In presenza di procedimenti amministrativi avviati con un bando di concorso, che è atto amministrativo generale, si applica anche il principio tempus regit actum ma le eccezioni alla sua operatività sono più ampie proprio per la particolarità della procedura. E’, infatti, il bando che normalmente stabilisce i criteri di ammissione dei candidati che non possono essere modificati da una normativa successiva anche per tutelare il principio il principio del legittimo affidamento sulla stabilità delle regole di disciplina della procedura. Per le parti della procedura che si svolgono successivamente e in modo autonomo riprende vigore, invece, la regola generale che impone di applicare le norme vigenti nel momento di adozione dei singoli atti procedimentali.

Nella fattispecie in esame ricorre quest’ultima evenienza.

La normativa sopravvenuta non ha inciso sulle regole prefissate, al momento dell’indizione della procedura, dal bando in relazione a requisiti e condizioni che devono avere i candidati alla procedura.

Tale normativa ha riguardato, infatti, una fase autonoma successiva, relativa alle modalità di discussione delle pubblicazioni, che è retta da atti procedimentali di competenza della commissione di concorso che non modificano i requisiti e le condizioni dei partecipanti, ledendo il loro affidamento sulla stabilità delle regole di disciplina della procedura stessa.

In definitiva, non si tratta di una normativa sopravvenuta che, rispetto al momento di inizio della procedura, ha prodotto, per la parte già svolta, effetti retroattivi negativi, trattandosi, si ribadisce, soltanto di una diversa regolazione ispirata da esigenze di attuazione più stringente dei principi costituzionali che devono reggere i concorsi pubblici.

Alla luce di questo contesto deve essere letta la disposizione del bando che sul punto contiene una prescrizione non chiara, in quanto la stessa non dispone espressamente né che si applichi la regola vigente al momento della pubblicazione del bando né che si applichi la regola eventuale successiva di modifica delle modalità di discussione delle pubblicazioni.

A fronte di tale contenuto equivoco, la previsione del bando, interpretata in modo conforme alla regola generale sopra esposta e ai principi costituzionali di trasparenza, deve essere intesa nel senso che essa ha disposto un rinvio mobile alla normativa successiva di modifica della fonte di legge espressamente richiamata.

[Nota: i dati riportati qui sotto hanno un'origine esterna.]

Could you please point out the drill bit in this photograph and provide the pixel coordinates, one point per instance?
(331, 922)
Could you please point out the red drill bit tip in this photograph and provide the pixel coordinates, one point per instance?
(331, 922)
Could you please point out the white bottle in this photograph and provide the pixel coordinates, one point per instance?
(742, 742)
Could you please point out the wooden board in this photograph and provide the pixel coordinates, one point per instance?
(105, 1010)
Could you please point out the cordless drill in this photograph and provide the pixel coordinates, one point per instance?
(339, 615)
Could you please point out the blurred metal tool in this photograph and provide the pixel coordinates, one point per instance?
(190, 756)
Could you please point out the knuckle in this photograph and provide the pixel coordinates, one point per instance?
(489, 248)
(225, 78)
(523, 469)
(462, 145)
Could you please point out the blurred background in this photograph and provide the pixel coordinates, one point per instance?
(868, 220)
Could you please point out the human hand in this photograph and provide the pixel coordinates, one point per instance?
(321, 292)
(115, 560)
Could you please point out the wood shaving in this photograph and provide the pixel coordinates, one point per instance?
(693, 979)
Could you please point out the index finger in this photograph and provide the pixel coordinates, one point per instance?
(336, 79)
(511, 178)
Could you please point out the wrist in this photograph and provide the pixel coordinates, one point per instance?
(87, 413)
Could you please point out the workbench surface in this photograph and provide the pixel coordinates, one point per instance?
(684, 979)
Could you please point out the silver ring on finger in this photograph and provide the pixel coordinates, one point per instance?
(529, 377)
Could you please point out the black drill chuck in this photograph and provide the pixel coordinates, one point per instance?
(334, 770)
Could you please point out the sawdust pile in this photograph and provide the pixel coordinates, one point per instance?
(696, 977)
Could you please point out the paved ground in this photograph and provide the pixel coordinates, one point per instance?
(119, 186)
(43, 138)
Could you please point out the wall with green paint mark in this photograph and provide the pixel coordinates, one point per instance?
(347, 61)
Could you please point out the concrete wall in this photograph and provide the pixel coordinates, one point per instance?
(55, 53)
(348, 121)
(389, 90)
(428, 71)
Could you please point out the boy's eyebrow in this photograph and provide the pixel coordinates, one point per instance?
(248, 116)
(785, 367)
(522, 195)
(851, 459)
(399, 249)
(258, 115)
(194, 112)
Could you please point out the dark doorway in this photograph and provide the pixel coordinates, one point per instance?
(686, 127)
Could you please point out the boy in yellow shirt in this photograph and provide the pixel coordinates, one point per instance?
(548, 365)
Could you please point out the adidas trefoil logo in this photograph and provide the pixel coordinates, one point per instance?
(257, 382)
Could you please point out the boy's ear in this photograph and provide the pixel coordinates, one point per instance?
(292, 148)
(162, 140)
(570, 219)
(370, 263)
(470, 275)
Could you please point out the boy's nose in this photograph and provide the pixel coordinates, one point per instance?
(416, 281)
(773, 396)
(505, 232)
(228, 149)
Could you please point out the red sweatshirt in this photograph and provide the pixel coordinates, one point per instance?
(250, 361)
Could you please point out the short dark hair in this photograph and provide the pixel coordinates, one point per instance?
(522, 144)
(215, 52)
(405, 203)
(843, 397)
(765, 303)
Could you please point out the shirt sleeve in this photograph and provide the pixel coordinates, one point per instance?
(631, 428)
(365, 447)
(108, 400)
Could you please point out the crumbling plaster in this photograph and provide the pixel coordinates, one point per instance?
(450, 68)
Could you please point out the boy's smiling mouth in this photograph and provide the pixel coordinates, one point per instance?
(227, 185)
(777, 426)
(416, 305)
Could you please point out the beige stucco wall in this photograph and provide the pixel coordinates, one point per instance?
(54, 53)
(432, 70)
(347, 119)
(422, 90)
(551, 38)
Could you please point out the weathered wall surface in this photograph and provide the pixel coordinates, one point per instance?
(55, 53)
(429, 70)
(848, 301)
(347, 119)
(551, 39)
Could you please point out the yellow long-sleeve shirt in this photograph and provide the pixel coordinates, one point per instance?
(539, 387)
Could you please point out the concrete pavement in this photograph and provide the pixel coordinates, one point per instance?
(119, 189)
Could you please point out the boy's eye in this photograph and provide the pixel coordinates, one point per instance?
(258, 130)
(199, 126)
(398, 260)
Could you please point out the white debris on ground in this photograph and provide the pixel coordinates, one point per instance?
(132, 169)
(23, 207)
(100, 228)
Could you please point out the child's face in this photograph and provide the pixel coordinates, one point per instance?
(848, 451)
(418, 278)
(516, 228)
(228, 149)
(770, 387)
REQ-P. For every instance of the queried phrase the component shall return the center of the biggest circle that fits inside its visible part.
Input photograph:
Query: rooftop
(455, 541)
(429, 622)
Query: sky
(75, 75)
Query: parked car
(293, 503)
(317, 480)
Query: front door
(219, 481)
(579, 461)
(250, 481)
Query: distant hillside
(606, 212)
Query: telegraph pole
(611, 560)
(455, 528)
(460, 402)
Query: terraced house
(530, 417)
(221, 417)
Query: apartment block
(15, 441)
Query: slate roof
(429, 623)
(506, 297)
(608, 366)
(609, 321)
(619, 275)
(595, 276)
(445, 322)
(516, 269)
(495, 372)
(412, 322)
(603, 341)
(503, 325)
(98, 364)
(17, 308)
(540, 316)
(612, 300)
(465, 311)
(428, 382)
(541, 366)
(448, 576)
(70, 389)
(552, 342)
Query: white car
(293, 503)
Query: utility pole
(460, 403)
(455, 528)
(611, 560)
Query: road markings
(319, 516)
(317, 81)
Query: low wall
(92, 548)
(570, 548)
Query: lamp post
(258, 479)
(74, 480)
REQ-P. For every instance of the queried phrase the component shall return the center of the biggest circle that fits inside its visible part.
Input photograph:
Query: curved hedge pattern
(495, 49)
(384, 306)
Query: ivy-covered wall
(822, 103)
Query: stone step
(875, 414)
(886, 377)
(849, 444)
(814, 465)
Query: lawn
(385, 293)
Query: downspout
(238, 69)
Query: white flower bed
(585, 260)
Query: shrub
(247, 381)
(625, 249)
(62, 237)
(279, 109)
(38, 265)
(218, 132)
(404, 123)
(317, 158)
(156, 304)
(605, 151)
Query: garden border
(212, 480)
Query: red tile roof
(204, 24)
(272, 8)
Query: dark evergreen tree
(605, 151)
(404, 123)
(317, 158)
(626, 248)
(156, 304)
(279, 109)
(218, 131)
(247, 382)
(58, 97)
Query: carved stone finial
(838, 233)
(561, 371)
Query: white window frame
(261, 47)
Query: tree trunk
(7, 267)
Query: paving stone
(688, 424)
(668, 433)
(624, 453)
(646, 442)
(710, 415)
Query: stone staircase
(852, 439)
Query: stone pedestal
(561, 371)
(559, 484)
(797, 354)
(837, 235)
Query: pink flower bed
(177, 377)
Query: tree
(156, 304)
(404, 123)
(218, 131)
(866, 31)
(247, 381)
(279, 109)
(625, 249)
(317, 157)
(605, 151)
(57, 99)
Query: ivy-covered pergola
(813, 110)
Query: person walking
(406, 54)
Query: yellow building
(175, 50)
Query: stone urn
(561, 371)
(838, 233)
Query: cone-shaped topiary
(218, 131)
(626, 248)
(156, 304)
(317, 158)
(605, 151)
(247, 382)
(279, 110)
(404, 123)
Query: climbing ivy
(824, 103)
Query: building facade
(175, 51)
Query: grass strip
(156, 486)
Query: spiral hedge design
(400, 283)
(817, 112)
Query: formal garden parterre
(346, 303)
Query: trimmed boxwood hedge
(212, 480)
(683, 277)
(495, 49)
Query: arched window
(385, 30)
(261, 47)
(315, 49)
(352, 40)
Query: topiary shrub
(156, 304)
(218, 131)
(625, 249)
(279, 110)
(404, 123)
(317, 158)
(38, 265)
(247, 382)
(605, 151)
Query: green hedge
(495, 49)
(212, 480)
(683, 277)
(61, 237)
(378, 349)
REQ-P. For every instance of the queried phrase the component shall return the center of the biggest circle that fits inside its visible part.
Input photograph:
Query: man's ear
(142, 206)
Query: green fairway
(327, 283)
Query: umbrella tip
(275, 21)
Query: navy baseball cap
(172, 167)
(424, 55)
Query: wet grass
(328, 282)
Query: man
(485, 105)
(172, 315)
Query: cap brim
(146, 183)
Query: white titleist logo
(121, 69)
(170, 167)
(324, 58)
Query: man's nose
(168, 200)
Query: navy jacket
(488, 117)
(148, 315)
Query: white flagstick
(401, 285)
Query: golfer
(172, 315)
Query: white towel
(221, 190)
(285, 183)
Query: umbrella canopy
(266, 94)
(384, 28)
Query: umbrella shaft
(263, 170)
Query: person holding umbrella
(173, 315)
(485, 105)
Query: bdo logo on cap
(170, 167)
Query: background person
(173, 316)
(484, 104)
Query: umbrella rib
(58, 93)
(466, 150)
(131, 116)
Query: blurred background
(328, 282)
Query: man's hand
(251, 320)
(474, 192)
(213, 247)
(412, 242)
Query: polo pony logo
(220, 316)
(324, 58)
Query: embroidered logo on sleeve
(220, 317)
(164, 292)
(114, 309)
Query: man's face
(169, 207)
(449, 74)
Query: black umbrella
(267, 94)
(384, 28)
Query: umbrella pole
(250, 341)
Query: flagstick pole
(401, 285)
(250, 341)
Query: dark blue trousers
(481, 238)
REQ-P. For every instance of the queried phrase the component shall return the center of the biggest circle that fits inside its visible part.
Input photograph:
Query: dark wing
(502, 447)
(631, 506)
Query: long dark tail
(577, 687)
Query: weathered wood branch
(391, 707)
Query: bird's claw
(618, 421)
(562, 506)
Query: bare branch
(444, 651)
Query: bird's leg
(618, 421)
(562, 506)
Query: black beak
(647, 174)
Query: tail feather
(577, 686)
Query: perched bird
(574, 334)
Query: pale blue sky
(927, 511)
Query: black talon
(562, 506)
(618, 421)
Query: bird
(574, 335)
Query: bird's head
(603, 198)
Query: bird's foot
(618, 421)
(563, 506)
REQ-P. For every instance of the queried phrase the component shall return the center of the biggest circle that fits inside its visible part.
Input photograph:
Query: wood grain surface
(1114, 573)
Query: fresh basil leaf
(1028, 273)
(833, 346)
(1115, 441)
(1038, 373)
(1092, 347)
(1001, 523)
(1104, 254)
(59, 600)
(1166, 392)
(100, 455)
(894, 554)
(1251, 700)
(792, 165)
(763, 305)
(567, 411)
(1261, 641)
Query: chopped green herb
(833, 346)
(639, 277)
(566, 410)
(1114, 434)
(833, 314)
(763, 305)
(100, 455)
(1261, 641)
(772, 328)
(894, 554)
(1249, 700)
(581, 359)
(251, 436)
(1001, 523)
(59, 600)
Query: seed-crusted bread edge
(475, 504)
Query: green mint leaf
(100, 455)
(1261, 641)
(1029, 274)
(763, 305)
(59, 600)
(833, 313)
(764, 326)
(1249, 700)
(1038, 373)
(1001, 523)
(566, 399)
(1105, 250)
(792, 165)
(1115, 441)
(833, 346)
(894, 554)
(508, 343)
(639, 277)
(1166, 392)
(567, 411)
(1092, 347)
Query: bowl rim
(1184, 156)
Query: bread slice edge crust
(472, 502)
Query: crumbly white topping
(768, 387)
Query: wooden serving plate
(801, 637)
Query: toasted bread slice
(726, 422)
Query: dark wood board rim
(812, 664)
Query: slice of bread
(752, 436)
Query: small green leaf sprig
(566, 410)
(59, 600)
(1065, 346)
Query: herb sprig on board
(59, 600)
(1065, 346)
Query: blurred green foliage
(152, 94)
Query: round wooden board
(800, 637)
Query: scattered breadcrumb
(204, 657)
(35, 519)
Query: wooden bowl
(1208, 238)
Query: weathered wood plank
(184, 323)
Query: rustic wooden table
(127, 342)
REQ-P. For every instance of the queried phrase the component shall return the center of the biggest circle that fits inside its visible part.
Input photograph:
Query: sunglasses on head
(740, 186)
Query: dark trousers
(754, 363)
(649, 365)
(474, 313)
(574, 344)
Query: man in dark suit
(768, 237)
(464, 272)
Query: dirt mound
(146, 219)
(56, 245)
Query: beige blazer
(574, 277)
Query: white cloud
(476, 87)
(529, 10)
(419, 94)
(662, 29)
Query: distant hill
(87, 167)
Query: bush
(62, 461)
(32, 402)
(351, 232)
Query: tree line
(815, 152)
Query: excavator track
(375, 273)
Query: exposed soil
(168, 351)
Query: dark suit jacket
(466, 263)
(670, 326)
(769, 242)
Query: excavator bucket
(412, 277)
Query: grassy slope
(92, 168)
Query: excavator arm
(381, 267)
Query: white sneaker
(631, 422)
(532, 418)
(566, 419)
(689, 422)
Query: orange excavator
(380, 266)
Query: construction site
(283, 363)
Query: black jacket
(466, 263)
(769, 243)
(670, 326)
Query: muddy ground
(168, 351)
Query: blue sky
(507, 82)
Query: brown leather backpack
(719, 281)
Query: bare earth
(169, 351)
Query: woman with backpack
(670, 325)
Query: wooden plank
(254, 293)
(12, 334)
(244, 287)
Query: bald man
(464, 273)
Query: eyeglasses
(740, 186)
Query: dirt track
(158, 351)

In relazione al secondo aspetto, trattandosi di un vizio procedimentale, non era necessario che la ricorrente in primo grado dimostrasse l’incidenza del vizio sull’esito della valutazione, in quanto l’amministrazione dovrà ripetere questa parte della procedura concorsuale emendata del vizio sopra indicato.

9.− Con un quarto motivo si assume l’erroneità della sentenza nella parte in cui non ha ravvisato la mancanza di interesse alla decisione in ragione del mancato superamento della prova di resistenza, essendosi l’appellante classificata all’ultimo posto.

Il motivo non è fondato.

Il vizio della procedura, esaminato nel procedente punto, indice sull’intera procedura a partire dal momento di riscontro del vizio. Non occorre, pertanto, superare la prova di resistenza, avendo la parte appellata interesse strumentale alla rinnovazione della procedura nei limiti e modi indicati nella presente sentenza. Del resto, non sarebbe possibile neanche dimostrare che, in assenza di quel vizio la parte resistente sarebbe risultata vincitrice, in quanto l’omissione procedimentale inficia, come esposto, in parte, l’intera procedura, con la conseguenza che occorrerà una nuova valutazione da parte della commissione esaminatrice, in diversa composizione.

10.− Il rigetto dell’appello, rende non necessario esaminare i motivi riproposti dalla parte resistente.

11.− L’appellante è condanna al pagamento, in favore della parte resistente, delle spese del presente grado di giudizio, che si determinano in euro 3.000,00, oltre accessori di legge.